Patrick Walsh (bishop of Waterford and Lismore)


Patrick Walsh was an Irish prelate who served as the Bishop of Waterford and Lismore from 1551 to 1578.
A graduate of Brasenose College, Oxford, he was appointed the Dean of Waterford on 9 March 1547. Four years later, Walsh was nominated the Bishop of Waterford and Lismore by Edward VI of England on 9 June 1551 and was consecrated by royal mandate on 23 October 1551. He retained the deanery of Waterford until he resigned it on 15 June 1566. After the accession of Queen Mary I, Walsh was recognized bishop by the Holy See in 1555/1556. But following the accession of Queen Elizabeth I, Walsh supported the crown's reformation legislation in the 1560 Irish Parliament.

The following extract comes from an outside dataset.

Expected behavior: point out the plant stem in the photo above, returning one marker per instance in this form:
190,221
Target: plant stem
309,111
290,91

In a letter of 12 October 1561, the papal legate Fr David Wolfe SJ described all the bishops in Munster as 'adherents of the Queen'. Bishop Walsh was appointed to an ecclesiastical commission for enforcing the royal supremacy in June 1564. Described as a 'crypto-catholic' in 1577, Walsh had custody of the papal Bishop of Cork and Cloyne, Edmund Tanner, who described him as 'the heretical bishop of Waterford'; and persuaded him to make a 'strictly private' rejection of the Protestant faith.
Bishop Walsh died in 1578, and was described as a 'confirmed heretic' by the Franciscan Thomas Strange.